Complete step by step solution:
Let us solve this question.
In this question, we have asked to solve the equation \[x-15\sqrt{x}+56=0\]. In this equation, we will find the value of x.
The given equation is
\[x-15\sqrt{x}+56=0\]
Now, let us take the term x as the square of t that is \[x={{t}^{2}}\]. Then, we can write the above equation as
\[\Rightarrow {{t}^{2}}-15\sqrt{{{t}^{2}}}+56=0\]
As we know that \[\sqrt{{{t}^{2}}}\] can also be written as \[t\], so the above equation can also be written as
\[\Rightarrow {{t}^{2}}-15t+56=0\]
Now, let us solve the above equation using Sridharacharya’s rule.
The value of t for the equation \[{{t}^{2}}-15t+56=0\] will be
\[t=\dfrac{-\left( -15 \right)\pm \sqrt{{{\left( -15 \right)}^{2}}-4\times 1\times 56}}{2\times 1}=\dfrac{15\pm \sqrt{225-224}}{2}\]
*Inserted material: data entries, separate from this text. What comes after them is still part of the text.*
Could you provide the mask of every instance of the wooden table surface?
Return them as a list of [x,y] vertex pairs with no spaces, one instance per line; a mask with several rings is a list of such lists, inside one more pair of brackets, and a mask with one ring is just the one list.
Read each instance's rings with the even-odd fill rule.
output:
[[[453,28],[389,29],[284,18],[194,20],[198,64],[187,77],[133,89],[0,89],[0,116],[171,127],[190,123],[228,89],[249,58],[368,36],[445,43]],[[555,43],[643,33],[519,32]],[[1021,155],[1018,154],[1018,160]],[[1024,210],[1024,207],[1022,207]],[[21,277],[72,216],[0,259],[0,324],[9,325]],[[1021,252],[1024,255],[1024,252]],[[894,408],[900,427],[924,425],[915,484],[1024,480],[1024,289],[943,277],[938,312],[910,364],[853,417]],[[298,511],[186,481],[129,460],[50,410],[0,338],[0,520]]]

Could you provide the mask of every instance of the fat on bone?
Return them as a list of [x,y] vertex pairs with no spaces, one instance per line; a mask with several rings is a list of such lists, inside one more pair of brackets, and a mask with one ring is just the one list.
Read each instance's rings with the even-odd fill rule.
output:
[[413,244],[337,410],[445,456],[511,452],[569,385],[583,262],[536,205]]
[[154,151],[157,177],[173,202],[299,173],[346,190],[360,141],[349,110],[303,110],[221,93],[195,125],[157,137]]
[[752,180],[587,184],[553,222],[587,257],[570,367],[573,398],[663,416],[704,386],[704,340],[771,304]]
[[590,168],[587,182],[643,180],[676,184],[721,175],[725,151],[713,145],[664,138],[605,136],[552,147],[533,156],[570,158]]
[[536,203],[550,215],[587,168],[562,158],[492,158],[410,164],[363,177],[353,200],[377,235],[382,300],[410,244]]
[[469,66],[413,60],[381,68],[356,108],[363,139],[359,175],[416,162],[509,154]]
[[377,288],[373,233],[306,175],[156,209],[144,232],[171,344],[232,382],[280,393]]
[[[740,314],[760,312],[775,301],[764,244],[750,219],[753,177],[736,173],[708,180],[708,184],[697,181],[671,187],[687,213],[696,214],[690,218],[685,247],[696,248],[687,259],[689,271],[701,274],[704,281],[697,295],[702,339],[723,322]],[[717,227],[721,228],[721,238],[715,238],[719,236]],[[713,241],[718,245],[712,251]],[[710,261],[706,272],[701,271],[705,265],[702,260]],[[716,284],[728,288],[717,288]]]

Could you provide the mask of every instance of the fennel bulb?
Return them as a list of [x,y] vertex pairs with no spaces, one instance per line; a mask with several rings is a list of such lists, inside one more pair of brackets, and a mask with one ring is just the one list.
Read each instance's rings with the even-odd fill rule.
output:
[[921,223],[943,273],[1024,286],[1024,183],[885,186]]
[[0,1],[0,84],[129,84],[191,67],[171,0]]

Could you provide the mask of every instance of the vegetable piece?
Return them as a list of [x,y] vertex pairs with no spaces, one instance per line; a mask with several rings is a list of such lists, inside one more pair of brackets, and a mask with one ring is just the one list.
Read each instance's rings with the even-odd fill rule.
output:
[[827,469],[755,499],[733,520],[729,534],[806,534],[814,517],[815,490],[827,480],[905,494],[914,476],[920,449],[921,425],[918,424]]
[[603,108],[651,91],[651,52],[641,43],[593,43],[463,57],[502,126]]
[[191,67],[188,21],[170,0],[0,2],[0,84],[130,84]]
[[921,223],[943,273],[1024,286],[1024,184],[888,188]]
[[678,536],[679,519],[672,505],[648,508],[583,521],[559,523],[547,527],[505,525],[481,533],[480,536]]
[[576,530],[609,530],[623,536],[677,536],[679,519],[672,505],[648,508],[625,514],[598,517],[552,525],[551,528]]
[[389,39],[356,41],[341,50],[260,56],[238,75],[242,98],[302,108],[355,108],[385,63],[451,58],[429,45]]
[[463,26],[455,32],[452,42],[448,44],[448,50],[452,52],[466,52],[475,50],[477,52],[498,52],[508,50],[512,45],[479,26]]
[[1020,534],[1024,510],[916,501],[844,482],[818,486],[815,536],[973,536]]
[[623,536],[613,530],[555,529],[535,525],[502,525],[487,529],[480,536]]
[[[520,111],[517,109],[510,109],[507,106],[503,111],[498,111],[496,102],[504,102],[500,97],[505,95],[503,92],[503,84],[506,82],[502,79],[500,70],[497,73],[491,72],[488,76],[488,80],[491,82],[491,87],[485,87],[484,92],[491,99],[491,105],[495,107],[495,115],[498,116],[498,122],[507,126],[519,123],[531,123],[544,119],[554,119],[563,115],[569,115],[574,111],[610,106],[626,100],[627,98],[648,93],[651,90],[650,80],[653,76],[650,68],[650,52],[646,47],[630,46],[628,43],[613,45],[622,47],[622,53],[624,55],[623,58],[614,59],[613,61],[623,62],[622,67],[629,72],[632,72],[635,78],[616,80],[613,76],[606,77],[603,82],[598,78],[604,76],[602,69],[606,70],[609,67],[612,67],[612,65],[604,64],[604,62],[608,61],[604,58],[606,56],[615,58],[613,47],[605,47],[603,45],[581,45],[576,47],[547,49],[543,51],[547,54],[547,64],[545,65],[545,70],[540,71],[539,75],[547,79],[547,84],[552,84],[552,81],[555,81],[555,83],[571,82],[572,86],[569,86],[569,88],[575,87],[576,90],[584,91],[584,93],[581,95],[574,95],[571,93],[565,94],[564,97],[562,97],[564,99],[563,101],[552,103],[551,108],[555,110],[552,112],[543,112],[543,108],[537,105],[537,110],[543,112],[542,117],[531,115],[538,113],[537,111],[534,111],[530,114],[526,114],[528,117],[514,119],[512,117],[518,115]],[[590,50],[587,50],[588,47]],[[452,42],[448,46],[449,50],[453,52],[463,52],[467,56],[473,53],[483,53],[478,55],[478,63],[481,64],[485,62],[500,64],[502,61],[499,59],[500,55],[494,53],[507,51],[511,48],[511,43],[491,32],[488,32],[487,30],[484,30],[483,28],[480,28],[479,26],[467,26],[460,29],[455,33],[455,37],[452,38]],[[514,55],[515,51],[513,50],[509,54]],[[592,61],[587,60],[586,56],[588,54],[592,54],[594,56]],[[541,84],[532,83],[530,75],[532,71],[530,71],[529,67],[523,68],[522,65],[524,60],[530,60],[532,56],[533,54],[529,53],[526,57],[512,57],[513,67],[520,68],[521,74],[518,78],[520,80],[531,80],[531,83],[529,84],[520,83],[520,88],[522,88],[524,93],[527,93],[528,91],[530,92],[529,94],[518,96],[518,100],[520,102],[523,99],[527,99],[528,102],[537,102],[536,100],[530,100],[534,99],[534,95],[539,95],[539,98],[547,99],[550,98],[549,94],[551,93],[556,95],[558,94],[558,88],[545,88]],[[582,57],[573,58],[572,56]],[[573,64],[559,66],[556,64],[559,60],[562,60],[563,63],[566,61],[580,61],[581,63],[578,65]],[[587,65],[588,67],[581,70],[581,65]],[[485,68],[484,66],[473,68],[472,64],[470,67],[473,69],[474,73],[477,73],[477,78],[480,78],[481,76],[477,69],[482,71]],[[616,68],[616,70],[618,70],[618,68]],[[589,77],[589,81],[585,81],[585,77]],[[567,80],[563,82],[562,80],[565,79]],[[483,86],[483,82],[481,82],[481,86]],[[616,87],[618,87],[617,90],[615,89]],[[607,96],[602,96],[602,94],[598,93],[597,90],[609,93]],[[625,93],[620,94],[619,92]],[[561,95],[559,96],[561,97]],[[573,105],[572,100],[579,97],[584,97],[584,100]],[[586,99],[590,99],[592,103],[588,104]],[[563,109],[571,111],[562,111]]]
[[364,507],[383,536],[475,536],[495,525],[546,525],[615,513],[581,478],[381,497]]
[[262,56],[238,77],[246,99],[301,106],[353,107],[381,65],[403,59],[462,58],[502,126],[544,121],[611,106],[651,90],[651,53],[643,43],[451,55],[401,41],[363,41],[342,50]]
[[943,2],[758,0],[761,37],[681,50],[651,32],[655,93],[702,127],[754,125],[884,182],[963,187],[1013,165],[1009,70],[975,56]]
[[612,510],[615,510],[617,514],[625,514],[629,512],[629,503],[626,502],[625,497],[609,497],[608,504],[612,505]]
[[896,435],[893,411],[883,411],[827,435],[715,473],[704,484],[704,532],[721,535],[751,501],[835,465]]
The above can also be written as
\[t=\dfrac{15\pm \sqrt{1}}{2}=\dfrac{15\pm 1}{2}\]
From here, we can say that the values of t are \[\dfrac{15+1}{2}\] and \[\dfrac{15-1}{2}\]
Or, we can say that the values of t are \[\dfrac{16}{2}\] and \[\dfrac{14}{2}\]
Hence, we get the values of t as 8 and 7.
Now, we know that we have taken x as \[{{t}^{2}}\].
So, we can say that the values of x will be \[{{8}^{2}}\] and \[{{7}^{2}}\] or we can say 64 and 49.

Hence, we have solved the equation \[x-15\sqrt{x}+56=0\] and have found the value of x as 64 and 49.

Note: We should have a better knowledge in the topic of quadratic equations. We should know about Sridharacharya’s rule. The Sridharacharya’s rule says that if we have given equation as \[a{{t}^{2}}+bt+c=0\], then the value of t from this equation will be \[t=\dfrac{-b\pm \sqrt{{{b}^{2}}-4ac}}{2a}\]. We should know the square of some specific numbers like the square of 7 is 49 and the square of 8 is 64. And also remember that, the square root of a term will be equal to the same term or we can say \[\sqrt{{{t}^{2}}}=t\].